Tech Off Post

Single Post Permalink

View Thread: Impact of changing block size in Hadoop HDFS:
  • User profile image
    Sven Groot

    There are a number of things that this impacts. Most obviously, a file will have fewer blocks if the block size is larger. This can potentially make it possible for client to read/write more data without interacting with the Namenode, and it also reduces the metadata size of the Namenode, reducing Namenode load (this can be an important consideration for extremely large file systems).

    With fewer blocks, the file may potentially be stored on fewer nodes in total; this can reduce total throughput for parallel access, and make it more difficult for the MapReduce scheduler to schedule data-local tasks.

    When using such a file as input for MapReduce (and not constraining the maximum split size to be smaller than the block size), it will reduce the number of tasks which can decrease overhead.
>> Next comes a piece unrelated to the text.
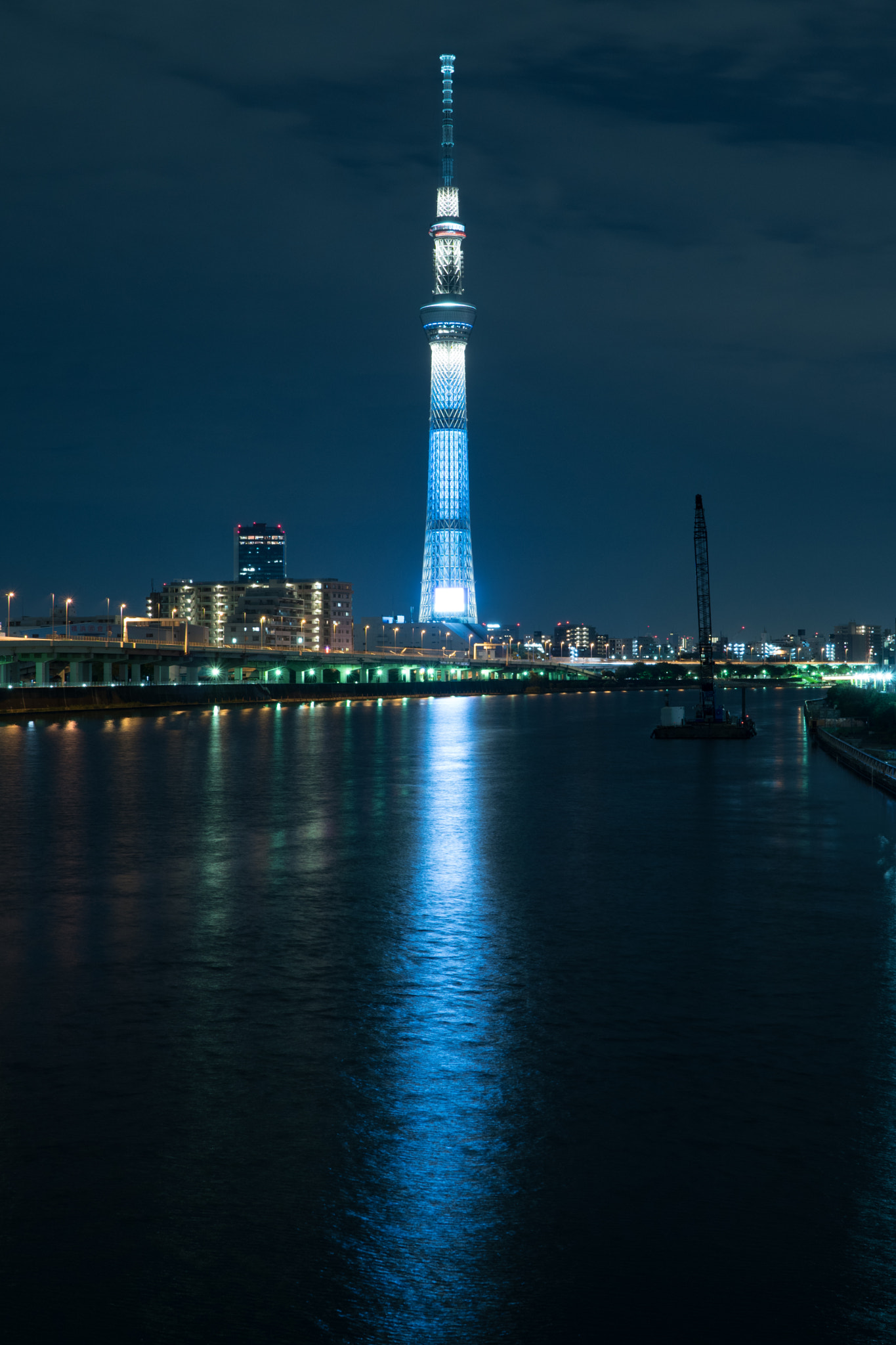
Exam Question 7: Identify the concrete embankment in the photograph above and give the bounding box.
[0,678,586,718]
[803,701,896,795]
But having fewer, longer tasks also means you may not gain maximum parallelism (if there are fewer tasks than your cluster can run simultaneously), increase the chance of stragglers, and if a task fails, more work needs to be redone. Increasing the amount of data processed per task can also cause additional read/write operations (for example, if a map task changes from having only one spill to having multiple and thus needing a merge at the end).
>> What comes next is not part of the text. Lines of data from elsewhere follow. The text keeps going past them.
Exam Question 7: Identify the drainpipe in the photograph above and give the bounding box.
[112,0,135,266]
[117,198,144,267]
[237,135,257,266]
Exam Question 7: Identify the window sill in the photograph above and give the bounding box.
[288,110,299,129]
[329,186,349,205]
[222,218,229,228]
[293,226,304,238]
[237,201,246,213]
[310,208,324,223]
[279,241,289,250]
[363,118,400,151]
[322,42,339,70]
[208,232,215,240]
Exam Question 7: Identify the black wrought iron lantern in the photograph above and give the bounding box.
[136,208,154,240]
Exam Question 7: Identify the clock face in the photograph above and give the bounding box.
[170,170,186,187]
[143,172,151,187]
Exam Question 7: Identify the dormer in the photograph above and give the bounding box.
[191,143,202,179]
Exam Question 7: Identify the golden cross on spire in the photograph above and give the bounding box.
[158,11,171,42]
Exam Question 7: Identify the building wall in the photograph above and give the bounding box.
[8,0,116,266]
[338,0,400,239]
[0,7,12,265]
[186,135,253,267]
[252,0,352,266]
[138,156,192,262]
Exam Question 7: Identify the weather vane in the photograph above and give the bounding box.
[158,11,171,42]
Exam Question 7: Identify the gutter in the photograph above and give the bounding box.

    Usually, it depends on the input data. If you want to maximize throughput for a very large input file, using very large blocks (128MB or even 256MB) is best. For smaller files, using a smaller block size is better. Note that you can have files with different block sizes on the same file system by changing the dfs.block.size parameter when the file is written, e.g. when uploading using the command line tools: "bin/hadoop fs -put localpath dfspath -Ddfs.block.size=33554432"

    The default block size if none is specified in hdfs-site.xml is 64MB.